Like Android 3+, AsyncTasks will execute sequentially on AsyncTask.SERIAL_EXECUTOR . Therefore, by default, if you run 2 AsyncTasks
task1.execute(); task2.execute();
Task2 will only be executed if task1 is complete (just check the sdk implementation of AsyncTask.SERIAL_EXECUTOR ). This can be done so that if task 1 never ends for any reason, task2 will never start and you have blocked your application.
If you want your own queue not to depend on the standard SERIAL_EXECUTOR, just use
public final AsyncTask<Params, Progress, Result> executeOnExecutor (Executor exec, Params... params)
And provide your own artist (aka threadpool). For one project, I copied the implementation of SERIAL_EXECUTOR to have 2 consecutive queues.

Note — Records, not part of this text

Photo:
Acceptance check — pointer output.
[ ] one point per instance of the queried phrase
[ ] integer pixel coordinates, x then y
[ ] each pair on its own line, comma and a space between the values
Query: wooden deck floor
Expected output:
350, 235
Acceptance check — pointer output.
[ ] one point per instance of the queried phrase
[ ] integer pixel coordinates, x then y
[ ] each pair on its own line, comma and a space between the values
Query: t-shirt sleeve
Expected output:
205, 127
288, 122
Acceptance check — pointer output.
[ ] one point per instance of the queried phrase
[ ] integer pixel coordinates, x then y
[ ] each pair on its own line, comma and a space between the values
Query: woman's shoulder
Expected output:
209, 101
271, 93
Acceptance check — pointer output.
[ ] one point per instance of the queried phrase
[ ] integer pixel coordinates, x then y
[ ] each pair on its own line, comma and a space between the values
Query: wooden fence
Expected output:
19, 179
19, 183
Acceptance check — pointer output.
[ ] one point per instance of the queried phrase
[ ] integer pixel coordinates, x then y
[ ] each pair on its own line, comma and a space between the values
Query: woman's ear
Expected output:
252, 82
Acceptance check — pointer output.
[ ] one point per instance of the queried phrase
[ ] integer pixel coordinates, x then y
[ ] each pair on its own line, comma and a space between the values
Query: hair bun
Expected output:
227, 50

For Android from 2.3 to 1.6, all tasks are parallel by default, similar to calls in Android 3+:
task.executeOnExecutor (AsyncTask.THREAD_POOL_EXECUTOR, NULL);
Unfortunately, in Android 2.3 and below you have no way to specify the artist on which the task / thread will be launched. Therefore, if you want this done sequentially, you must implement it yourself by calling task2 only after task1 has finished explicitly in onPostExecute() . Of course, this concept can be used for a task queue, where the first task will call the next one when it finishes (= ordinal queue of workers). For this you will find a lot of literature and patterns.